How to Save Hometown Businesses

| July/August 2002 Issue

1. Shift as much of your spending as you can to locally owned businesses. Don’t assume that this will mean paying more. Many independents offer "frequent buyer" discounts, and some will match a competitor’s price if you ask. 2. Educate your friends and neighbors. Most people don’t realize how shopping at independent stores can benefit their community. Write letters to the editor. Organize an educational event or demonstration in a busy part of town or in front of a prominent chain store. 3. Encourage local nonprofits and community groups to turn concern for locally owned businesses into part of their mission. Such organizations have an inherent interest in maintaining local businesses and vibrant downtowns. 4. Talk with local business owners.
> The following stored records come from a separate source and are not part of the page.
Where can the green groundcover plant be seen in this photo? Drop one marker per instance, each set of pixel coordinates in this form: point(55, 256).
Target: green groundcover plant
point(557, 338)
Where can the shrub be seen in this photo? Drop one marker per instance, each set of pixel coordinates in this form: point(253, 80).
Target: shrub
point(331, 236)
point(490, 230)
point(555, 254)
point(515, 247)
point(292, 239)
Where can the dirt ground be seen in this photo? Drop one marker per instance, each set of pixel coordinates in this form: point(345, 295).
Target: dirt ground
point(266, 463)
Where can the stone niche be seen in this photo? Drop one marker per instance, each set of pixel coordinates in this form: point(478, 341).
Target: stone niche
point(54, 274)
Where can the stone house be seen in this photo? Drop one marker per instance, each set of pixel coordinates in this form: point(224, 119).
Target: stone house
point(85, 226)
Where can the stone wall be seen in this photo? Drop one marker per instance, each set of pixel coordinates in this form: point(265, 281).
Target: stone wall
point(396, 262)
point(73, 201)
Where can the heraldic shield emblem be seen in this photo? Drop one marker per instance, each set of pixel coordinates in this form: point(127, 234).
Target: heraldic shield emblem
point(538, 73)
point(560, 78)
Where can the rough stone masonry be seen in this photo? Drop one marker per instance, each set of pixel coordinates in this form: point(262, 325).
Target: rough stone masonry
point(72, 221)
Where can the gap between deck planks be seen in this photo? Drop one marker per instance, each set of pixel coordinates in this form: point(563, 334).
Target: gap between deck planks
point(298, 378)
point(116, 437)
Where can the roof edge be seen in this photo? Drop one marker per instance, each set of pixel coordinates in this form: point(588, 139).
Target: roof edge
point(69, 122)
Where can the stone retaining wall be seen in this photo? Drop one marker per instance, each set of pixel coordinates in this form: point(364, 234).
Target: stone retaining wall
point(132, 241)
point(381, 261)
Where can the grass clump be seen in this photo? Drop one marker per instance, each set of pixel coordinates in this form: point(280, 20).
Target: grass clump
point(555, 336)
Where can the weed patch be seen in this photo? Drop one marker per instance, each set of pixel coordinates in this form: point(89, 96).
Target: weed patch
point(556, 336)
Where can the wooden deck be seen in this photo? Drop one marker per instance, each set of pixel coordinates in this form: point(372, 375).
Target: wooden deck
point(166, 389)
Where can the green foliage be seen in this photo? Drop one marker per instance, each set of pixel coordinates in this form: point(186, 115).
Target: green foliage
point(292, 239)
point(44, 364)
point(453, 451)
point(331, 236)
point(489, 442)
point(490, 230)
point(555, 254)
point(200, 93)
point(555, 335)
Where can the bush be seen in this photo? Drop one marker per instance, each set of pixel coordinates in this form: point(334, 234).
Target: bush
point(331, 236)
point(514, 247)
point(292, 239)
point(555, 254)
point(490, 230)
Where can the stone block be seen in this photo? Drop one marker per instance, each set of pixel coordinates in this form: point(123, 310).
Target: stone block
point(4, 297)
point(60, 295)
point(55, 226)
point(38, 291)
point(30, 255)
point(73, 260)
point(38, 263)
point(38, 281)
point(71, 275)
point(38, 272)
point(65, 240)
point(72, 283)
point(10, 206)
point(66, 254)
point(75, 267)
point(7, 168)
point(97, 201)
Find out what their challenges are and how the community can support them. 5. Organize against any sprawling corporate retail developments planned for your community. For help and information, contact Sprawl-Busters at 6 . Advocate for new rules. To ensure the long-term survival of community-based enterprises we’ll have to rewrite public policy, particularly planning and zoning ordinances, so that they support local businesses, not large corporations.
7/8/2014 4:01:25 AM

We are a small company starting to build network and name. One of my partners gave this to me and we tried to follow them. After a year, we are now recognized by our state and receive awards. Now, it’s my time to share on Just follow and you will succeed. Do not forget to share your success also.